Cellular antioxidant adaptive survival response to 6-hydroxydopamine-induced nitrosative cell death in C6 glioma cells.

PMID 21397656


Parkinson's disease (PD) is a progressive neurodegenerative movement disorder characterized by selective loss of dopaminergic neurons in the substantia nigra. 6-Hydroxydopamine (6-OHDA) is a catecholaminergic neurotoxin widely used to produce experimental models of PD and has been reported to cause oxidative and/or nitrosative stress. In this study, we have investigated 6-OHDA-induced nitrosative cell death and its self-defense mechanism in C6 glioma cells. Treatment of C6 cells with 6-OHDA increased expression of inducible nitric oxide synthase (iNOS) and subsequent production of nitric oxide (NO). Furthermore 6-OHDA treatment led to peroxynitrite generation and nitrotyrosine formation. 6-OHDA-induced nitrosative stress ultimately caused apoptotic cell death as determined by decreased Bcl-2/Bax ratio, activation of c-Jun N-terminal kinase (JNK), and cleavage of caspase-3 and poly(ADP-ribose)polymerase (PARP), which were attenuated by peroxynitrite decomposition catalyst, 5,10,15,20-tetrakis(4-sulfonatophenyl)prophyrinato iron(III) (FeTPPS).
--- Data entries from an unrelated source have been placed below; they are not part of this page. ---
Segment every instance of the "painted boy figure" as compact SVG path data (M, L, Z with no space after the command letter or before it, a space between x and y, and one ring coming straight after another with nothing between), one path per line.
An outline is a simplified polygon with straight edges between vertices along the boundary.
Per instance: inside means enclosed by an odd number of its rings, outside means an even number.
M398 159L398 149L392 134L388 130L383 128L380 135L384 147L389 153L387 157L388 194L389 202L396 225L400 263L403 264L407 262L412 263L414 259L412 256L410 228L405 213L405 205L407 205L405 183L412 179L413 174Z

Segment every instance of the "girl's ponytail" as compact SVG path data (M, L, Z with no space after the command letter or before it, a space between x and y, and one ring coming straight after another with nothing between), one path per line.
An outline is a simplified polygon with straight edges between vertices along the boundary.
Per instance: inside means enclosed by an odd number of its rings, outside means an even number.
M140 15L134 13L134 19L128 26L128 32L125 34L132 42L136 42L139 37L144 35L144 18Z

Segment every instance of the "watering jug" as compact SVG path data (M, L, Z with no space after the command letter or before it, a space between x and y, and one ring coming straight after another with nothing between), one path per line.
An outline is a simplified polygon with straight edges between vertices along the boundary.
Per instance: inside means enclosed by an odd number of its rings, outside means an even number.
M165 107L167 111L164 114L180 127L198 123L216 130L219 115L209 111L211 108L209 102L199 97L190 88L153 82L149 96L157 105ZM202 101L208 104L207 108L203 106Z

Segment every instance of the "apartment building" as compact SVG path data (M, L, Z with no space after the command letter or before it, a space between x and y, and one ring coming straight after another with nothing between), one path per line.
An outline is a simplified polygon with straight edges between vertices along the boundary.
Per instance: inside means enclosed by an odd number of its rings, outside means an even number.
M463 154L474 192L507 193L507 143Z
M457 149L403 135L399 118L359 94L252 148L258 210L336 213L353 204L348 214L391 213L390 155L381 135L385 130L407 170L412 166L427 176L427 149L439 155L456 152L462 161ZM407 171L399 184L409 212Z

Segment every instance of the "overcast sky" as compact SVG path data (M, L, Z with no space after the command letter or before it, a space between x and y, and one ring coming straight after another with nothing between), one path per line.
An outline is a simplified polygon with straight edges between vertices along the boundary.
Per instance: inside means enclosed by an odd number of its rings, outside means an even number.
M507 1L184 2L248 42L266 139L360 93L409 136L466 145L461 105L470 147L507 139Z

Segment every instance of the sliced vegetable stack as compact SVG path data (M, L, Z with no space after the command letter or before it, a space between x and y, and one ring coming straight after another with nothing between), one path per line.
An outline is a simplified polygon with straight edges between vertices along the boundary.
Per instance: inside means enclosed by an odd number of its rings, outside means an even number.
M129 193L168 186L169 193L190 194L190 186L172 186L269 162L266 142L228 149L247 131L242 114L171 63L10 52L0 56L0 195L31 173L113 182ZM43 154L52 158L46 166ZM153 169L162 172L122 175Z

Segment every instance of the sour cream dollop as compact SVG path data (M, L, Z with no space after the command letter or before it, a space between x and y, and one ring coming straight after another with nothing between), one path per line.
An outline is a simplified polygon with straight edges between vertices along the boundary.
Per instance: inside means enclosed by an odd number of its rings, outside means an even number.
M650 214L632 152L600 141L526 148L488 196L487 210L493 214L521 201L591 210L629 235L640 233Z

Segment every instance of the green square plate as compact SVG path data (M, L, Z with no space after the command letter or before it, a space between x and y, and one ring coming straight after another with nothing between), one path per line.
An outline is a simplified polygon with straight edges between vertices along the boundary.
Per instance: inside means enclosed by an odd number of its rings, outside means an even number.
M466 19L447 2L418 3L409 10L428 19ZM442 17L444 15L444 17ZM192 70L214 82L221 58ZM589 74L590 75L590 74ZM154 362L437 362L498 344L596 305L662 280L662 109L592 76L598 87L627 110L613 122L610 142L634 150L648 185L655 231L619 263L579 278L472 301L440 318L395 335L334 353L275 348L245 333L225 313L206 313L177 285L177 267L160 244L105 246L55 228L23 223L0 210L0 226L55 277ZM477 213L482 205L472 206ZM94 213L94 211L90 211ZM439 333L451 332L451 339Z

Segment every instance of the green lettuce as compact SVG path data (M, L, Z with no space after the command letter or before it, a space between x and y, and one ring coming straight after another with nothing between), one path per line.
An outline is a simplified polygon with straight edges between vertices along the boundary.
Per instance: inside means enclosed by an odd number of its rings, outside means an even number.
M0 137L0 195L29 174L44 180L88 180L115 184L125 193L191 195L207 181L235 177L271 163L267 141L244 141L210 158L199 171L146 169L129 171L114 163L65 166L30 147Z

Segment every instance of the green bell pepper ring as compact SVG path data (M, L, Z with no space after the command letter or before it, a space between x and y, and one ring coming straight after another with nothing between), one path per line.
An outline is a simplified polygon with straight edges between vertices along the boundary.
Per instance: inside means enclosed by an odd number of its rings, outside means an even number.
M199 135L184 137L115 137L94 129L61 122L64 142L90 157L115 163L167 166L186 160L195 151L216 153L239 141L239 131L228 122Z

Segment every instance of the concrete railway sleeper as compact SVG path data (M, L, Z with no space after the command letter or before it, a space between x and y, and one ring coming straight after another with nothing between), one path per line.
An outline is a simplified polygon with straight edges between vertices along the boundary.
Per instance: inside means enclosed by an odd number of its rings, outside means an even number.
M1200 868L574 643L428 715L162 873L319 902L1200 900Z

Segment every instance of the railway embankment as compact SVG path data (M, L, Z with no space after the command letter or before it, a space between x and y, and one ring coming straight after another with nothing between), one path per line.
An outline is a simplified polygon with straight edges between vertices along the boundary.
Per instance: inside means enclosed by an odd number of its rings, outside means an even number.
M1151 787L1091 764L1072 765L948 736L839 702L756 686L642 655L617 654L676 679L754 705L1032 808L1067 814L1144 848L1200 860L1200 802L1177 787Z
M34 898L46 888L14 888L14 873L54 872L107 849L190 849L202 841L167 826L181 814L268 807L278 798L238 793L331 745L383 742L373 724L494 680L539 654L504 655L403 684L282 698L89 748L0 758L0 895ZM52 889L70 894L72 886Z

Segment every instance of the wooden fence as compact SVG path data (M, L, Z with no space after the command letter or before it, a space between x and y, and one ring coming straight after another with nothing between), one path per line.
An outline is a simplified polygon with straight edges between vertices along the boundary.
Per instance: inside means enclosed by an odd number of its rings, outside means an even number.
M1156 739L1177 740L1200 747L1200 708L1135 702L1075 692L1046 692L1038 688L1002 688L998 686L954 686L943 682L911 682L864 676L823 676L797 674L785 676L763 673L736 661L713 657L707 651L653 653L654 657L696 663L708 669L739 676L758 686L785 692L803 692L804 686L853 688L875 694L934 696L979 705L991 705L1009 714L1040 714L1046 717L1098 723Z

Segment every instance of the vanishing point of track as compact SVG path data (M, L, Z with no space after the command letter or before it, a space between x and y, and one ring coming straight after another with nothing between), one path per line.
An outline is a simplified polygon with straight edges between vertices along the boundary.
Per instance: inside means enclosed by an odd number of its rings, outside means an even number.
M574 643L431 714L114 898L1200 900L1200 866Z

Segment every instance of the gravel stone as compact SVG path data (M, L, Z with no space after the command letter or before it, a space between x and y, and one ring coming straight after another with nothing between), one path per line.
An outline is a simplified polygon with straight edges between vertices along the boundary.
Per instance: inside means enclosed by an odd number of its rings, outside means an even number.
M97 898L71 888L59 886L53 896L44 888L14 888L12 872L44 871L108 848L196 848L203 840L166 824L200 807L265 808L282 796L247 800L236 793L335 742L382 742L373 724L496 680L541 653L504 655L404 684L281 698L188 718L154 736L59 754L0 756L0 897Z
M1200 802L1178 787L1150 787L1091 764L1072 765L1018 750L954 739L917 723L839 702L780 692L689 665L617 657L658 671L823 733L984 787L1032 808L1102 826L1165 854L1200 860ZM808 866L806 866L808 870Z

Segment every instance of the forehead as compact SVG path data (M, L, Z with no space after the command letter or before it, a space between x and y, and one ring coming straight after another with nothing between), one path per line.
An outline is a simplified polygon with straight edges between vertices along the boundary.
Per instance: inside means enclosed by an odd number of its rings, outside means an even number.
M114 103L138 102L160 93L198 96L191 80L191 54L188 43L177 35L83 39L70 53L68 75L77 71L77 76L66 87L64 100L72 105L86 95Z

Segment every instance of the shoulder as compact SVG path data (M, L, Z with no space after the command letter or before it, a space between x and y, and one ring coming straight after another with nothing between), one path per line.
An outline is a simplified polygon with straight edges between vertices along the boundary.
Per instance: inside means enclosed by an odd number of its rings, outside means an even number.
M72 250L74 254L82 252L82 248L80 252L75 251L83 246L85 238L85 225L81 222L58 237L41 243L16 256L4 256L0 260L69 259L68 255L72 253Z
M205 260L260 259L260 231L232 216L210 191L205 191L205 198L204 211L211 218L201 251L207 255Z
In another experiment, exposure of C6 glioma cells to 6-OHDA resulted in an increased expression of heme oxygenase-1 (HO-1) and 6-OHDA-induced cytotoxicity was effectively suppressed by the HO-1 inducer SnCl(2) and aggravated by HO-1 inhibitor zinc protoporphyrin (ZnPP), supporting the cytoprotective role of HO-1. To elucidate the molecular mechanism underlying 6-OHDA-mediated HO-1 induction, we have examined the possible involvement of NF-E2-related factor 2 (Nrf2), which plays an important role in the transcriptional regulation of phase II detoxifying and antioxidant enzymes. 6-OHDA treatment increased nuclear translocation and transcriptional activity of Nrf2, which seemed to be partly mediated by activation of upstream kinases such as Akt/protein kinase B (PKB). Taken together these findings suggest that HO-1 up-regulation via Nrf2 activation may mediate the cellular adaptive survival response to 6-OHDA-induced nitrosative cell death in C6 glioma cells.